Another type of valve is a “poppet” or reciprocating pulser where the valve opens and closes against an orifice positioned axially against the flow stream. Some have permanent magnets to keep the valve in an open position. The permanent magnet is opposed by a magnetizing coil powered by the MWD tool to release the poppet to close the valve.
U.S. Pat. No. 8,251,160, issued Aug. 28, 2012, (incorporated by reference) discloses an example of a MP apparatus and method of using same. It highlights a number of examples of various types of MP generators, or “pulsers”, which are familiar to those skilled in the art. U.S. Pat. No. 8,251,160 describes a rotor/stator design with windows in the rotor which align with windows in the stator. The stator also has a plurality of circular openings for flow of fluid therethrough. In a first orientation, the windows in the stator and the rotor align to create a fluid flow path orthogonal to the windows through the rotor and stator in addition to a fluid flow path through the circular openings in the stator. In this fashion the circulating fluid flows past and through the stator on its way to the drill bit without any significant obstruction to its flow. In the second orientation, the windows in the stator and the rotor do not align and there is restriction of fluid flow as the fluid can only flow through the circular holes in the stator. This restriction creates a positive pressure pulse which is transmitted to the surface and decoded.
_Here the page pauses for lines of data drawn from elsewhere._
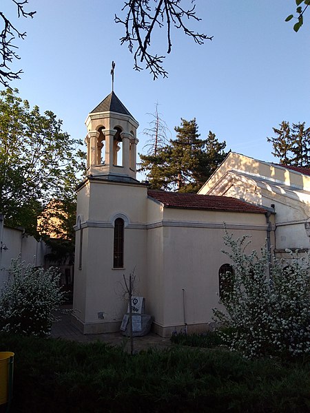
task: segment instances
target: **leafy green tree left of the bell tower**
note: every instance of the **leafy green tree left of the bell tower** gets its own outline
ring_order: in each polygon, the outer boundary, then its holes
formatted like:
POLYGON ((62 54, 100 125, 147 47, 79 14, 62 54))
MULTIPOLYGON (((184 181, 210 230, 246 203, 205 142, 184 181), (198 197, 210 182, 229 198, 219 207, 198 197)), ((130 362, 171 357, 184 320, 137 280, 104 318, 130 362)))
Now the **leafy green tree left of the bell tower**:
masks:
POLYGON ((38 235, 37 217, 53 200, 61 205, 58 218, 65 228, 83 169, 81 140, 61 131, 53 112, 30 109, 17 89, 0 92, 0 114, 0 211, 6 224, 38 235))

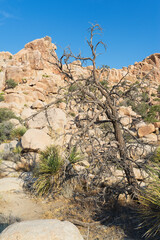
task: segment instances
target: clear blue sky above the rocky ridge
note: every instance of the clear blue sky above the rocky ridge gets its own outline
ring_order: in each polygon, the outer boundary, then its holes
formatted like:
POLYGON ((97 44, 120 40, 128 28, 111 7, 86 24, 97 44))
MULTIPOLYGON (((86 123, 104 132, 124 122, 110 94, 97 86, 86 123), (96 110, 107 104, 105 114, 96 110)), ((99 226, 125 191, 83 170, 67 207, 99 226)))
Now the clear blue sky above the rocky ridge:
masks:
POLYGON ((0 0, 0 51, 51 36, 58 56, 67 46, 89 56, 90 23, 101 25, 107 44, 97 66, 121 68, 160 52, 160 0, 0 0))

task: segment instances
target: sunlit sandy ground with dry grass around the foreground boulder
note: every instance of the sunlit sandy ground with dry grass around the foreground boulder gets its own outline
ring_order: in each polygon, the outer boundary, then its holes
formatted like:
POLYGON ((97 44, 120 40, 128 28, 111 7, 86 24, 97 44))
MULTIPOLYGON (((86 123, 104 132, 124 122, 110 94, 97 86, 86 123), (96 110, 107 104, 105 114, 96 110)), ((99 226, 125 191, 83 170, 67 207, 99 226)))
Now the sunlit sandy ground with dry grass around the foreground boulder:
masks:
MULTIPOLYGON (((73 200, 58 198, 47 200, 35 198, 22 191, 0 192, 0 225, 1 230, 15 221, 33 219, 76 219, 80 222, 94 222, 89 209, 77 205, 73 200)), ((74 222, 73 222, 74 223, 74 222)), ((120 226, 88 225, 79 228, 84 240, 131 240, 126 237, 120 226)), ((138 240, 138 239, 136 239, 138 240)))

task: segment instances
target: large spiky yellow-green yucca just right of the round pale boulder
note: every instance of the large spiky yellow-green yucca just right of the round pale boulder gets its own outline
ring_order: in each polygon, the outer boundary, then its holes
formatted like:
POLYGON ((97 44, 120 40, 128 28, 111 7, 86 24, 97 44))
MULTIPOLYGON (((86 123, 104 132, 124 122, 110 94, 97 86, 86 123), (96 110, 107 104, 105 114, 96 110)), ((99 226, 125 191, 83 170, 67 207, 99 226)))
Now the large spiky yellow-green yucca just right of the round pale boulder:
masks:
POLYGON ((46 195, 51 193, 54 187, 59 187, 58 178, 63 161, 56 146, 47 147, 40 155, 40 161, 34 173, 37 178, 34 188, 38 195, 46 195))

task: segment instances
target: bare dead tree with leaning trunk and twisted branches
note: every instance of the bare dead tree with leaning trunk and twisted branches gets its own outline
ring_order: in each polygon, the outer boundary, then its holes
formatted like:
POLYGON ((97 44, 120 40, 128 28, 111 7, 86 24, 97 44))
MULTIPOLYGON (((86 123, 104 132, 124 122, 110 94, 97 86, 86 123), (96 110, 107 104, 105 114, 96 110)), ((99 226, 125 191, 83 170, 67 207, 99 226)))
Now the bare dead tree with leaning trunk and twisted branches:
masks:
MULTIPOLYGON (((120 123, 120 118, 118 116, 116 99, 118 96, 117 88, 119 89, 122 86, 123 78, 120 82, 113 86, 112 89, 108 89, 101 82, 101 76, 104 73, 105 69, 102 68, 100 71, 96 69, 96 58, 97 58, 97 48, 102 45, 106 48, 105 44, 102 41, 99 41, 94 45, 94 35, 101 32, 101 28, 98 24, 92 25, 89 29, 90 39, 87 40, 88 46, 91 50, 91 57, 82 57, 81 54, 75 56, 70 49, 64 51, 63 56, 60 58, 57 63, 61 73, 63 74, 67 85, 68 85, 68 94, 67 102, 75 101, 79 112, 83 112, 83 117, 80 117, 78 114, 75 118, 75 123, 78 127, 78 131, 72 134, 69 146, 72 144, 84 143, 87 139, 88 145, 92 147, 92 157, 102 157, 106 156, 108 147, 107 144, 101 144, 100 140, 96 136, 90 136, 89 131, 95 129, 95 126, 101 126, 104 123, 110 123, 112 125, 114 140, 116 142, 119 158, 117 158, 118 165, 123 169, 125 177, 128 182, 129 192, 135 193, 138 190, 138 183, 134 175, 133 164, 130 157, 128 156, 126 142, 123 136, 122 124, 120 123), (84 77, 84 74, 80 76, 74 76, 73 68, 71 67, 71 61, 76 60, 73 65, 79 65, 86 61, 90 61, 92 67, 88 68, 90 74, 87 77, 84 77), (92 116, 88 113, 92 112, 92 116), (97 120, 100 115, 105 115, 105 120, 97 120), (96 152, 96 153, 95 153, 96 152), (101 156, 100 156, 101 155, 101 156), (103 156, 102 156, 103 155, 103 156)), ((107 79, 106 79, 107 82, 107 79)), ((113 149, 112 149, 113 150, 113 149)))

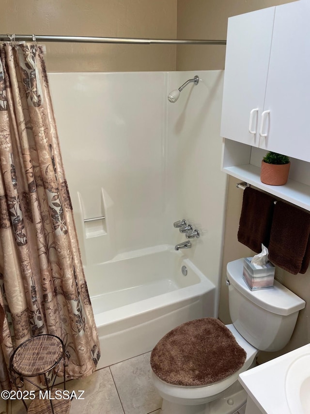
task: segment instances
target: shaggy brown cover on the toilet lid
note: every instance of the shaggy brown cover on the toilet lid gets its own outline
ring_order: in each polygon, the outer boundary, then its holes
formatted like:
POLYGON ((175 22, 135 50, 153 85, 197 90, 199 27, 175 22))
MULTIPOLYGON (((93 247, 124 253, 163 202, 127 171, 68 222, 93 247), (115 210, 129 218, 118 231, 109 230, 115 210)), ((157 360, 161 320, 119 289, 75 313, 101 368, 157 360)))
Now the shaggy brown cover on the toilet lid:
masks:
POLYGON ((246 357, 221 321, 202 318, 168 332, 153 349, 151 366, 165 382, 199 386, 229 377, 243 366, 246 357))

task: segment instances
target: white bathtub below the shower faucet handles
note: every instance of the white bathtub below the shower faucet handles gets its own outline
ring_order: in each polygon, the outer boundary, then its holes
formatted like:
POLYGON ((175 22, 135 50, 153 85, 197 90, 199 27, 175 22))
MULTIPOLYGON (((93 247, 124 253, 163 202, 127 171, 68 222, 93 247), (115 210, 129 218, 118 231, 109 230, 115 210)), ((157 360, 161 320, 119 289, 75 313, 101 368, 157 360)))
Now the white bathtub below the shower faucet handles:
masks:
POLYGON ((85 275, 100 339, 97 369, 152 350, 181 323, 216 316, 215 285, 174 246, 126 252, 85 266, 85 275))

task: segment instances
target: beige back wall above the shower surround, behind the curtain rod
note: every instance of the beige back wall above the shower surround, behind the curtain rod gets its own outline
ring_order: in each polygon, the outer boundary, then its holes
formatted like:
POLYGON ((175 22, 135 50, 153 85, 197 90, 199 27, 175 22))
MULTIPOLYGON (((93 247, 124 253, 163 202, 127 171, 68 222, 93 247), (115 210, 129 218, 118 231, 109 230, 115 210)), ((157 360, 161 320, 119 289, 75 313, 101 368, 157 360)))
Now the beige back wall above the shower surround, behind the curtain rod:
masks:
MULTIPOLYGON (((177 0, 1 0, 0 32, 176 37, 177 0)), ((174 45, 47 43, 47 70, 175 70, 174 45)))

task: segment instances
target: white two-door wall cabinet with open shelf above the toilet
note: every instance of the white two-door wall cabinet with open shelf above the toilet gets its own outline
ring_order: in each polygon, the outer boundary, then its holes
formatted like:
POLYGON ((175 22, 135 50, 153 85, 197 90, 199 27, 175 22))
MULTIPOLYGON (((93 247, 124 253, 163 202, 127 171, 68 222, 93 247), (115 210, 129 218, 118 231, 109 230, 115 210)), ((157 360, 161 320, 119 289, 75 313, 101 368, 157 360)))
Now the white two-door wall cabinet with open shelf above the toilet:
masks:
POLYGON ((309 20, 309 0, 229 18, 221 135, 223 171, 310 211, 309 20), (260 181, 267 150, 291 158, 287 184, 260 181))

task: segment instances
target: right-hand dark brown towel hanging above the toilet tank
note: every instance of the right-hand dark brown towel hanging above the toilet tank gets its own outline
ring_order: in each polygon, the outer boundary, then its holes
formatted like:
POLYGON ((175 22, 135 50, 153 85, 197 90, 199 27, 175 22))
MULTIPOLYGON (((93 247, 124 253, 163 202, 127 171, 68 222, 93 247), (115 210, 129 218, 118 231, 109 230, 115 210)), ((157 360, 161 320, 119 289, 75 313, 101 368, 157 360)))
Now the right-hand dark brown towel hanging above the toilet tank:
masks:
POLYGON ((278 201, 272 221, 269 260, 293 275, 305 273, 310 261, 310 214, 278 201))

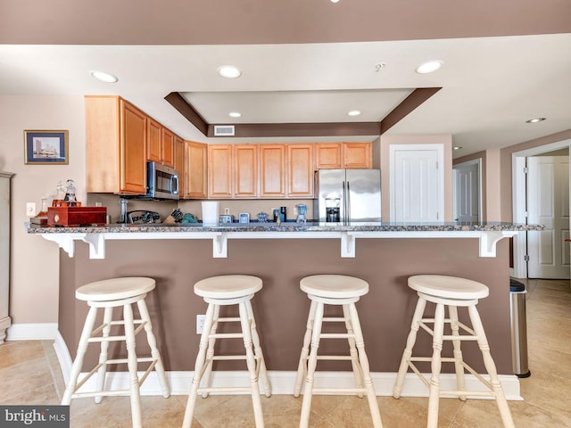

Advantages of MP telemetry include increased depth capability, no dependence on earth formation, and current strong market acceptance. Disadvantages include many moving parts, difficulty with lost circulation material (LCM) usage, generally slower baud rates, narrower bandwidth, and incompatibility with air/underbalanced drilling which is a growing market in North America. The latter is an issue as the signals are substantially degraded if the drilling fluid inside the drill pipe contains substantial quantities of gas. MP telemetry also suffers when there are very low flow rates of mud, as low mud flow rates may result in too low a pressure differential to produce a strong enough signal at the surface. There are also a number of disadvantages of current MP generators, that include limited speed of response and recovery, jamming due to accumulation of debris which reduces the range of motion of the valve, failure of the bellows seal around the servo-valve activating shaft, failure of the rotary shaft seal, failure of drive shaft components, flow erosion, fatigue, and difficulty accesses and replacing small parts.